Prove tecniche di unità. Al Tempio di  Adriano per l’iniziativa organizzata da  Altero Matteoli,  Verso le primarie del centrodestra? , si sono ritrovate le anime del centrodestra (da FI a FdI, da Idea, Popolari per l’Italia a  Direzione Italia e per la Lega Massimiliano Fedriga in rappresentanza  di Matteo Salvini) per discutere del futuro dello schieramento. A cominciare dal nodo delle alleanze elettorali, con le amministrative alle porte.  

Attorno allo stesso tavolo erano seduti Giorgia Meloni, Gaetano  Quagliariello, Mario Mauro, Giovanni Toti, Raffaele Fitto, Fedriga.  Il dibattito è stato moderato nei toni. Tutti d’accordo  che si deve partire innanzitutto dai contenuti, ovvero da un  programma condiviso, perchè «solo così  possiamo costruire  un’alternativa vera a Pd e M5S». Nessuna sorpresa, ognuno ha  mantenuto le sue posizioni, ma è apparso chiaro il segnale politico a  beneficio di telecamera: «listone o coalizione, bisogna provare a  stare insieme, perchè solo uniti si vince».

Matteoli lo dice a chiare lettere in  apertura dei lavori: «Ho visto le polemiche suscitate da questa  iniziativa in casa mia, ma sono corazzato. siamo qui per confrontarci  e mettere attorno allo stesso tavolo chi può ridare vita al  centrodestra». «Vogliamo primarie regolate per legge, abbiamo  presentato una proposta di modifica della legge elettorale a tal  proposito» ricorda Meloni.

«Servono regole certe, no a primarie intese come scontro tra  candidati, ma per un dibattito proficuo su temi concreti», avverte  Fitto, paladino delle consultazioni popolari insieme a Carroccio e  Fratelli d’Italia. «Le primarie sono fondamentali, non si può  prescindere dalla volontà popolare per indicare il candidato  premier», scandisce dal palco Fedriga.

È sembrato meno barricadero, invece, Toti: «Dobbiamo capire come  possiamo stare insieme. No alle primarie come braccio di ferro o prova di forza, quel che conta è individuare il percorso per arrivare alle  consultazioni aperte». «Non sono mai stato contro le primarie  – spiega il governatore della Liguria – ma occorre capire se sono un  momento costitutivo o altro. Io tengo molto di più a individuare il  percorso per arrivarci. I sondaggi ci dicono che siamo tra le prime  coalizioni, grazie anche ai tanti demeriti degli altri , ‘vedi  quel che sta succedendo nel Pd».
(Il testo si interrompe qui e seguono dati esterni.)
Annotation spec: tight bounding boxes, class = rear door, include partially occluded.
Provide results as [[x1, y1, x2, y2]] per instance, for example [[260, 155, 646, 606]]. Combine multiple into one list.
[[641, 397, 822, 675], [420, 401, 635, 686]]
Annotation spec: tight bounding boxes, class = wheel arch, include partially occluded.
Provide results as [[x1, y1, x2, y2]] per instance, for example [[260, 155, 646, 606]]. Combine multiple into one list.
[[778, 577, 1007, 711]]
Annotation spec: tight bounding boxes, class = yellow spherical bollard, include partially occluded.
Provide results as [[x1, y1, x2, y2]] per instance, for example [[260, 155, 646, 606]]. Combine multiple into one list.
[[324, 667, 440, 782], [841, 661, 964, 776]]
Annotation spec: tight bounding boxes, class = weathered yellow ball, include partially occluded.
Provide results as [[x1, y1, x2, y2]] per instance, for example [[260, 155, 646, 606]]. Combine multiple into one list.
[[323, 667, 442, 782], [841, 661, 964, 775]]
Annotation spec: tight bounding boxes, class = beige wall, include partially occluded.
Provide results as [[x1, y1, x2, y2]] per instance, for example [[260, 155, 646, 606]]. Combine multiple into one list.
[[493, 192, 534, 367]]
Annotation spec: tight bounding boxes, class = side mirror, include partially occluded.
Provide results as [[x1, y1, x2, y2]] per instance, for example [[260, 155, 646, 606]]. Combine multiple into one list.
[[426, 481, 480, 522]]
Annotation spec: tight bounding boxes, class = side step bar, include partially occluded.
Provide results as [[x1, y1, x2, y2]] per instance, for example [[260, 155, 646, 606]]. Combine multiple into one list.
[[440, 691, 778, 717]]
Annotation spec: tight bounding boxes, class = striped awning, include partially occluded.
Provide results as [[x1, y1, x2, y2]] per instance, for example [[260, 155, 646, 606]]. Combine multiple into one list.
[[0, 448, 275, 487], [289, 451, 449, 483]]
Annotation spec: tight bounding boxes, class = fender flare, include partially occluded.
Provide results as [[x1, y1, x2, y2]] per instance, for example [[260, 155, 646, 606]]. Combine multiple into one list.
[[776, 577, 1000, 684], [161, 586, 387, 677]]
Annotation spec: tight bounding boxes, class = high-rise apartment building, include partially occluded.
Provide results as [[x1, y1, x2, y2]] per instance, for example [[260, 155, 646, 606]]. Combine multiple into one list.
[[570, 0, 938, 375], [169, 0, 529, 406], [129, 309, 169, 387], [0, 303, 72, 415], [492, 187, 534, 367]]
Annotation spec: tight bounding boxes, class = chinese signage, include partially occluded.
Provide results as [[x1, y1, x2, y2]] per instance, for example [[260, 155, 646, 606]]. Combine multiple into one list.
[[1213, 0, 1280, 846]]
Stesso invito a marciare compatti da Mario Mauro, che mette in guardia dal rischio di ”trasformare le  primarie in una giocata al lotto”. Meloni rilancia le primarie,  punzecchia Berlusconi («io sono stata tacciata di populismo, lui in una intervista ha messo in guardia dal pericolo del populismo, ma è  stato il primo ad essere populista…»), e chiede uno sforzo a tutti  per «trovare un denominatore comune», da qui ripartire. «Parliamo di contenut», avverte la leader di FdI che ribadisce la sua  proposta di lista unitaria a Genova come ‘«esperimento stare  insieme’» Quagliariello non ha dubbi: «L’unità del centrodestra è  qualcosa che dobbiamo non solo al nostro popolo che non chiede altro,  ma al Paese».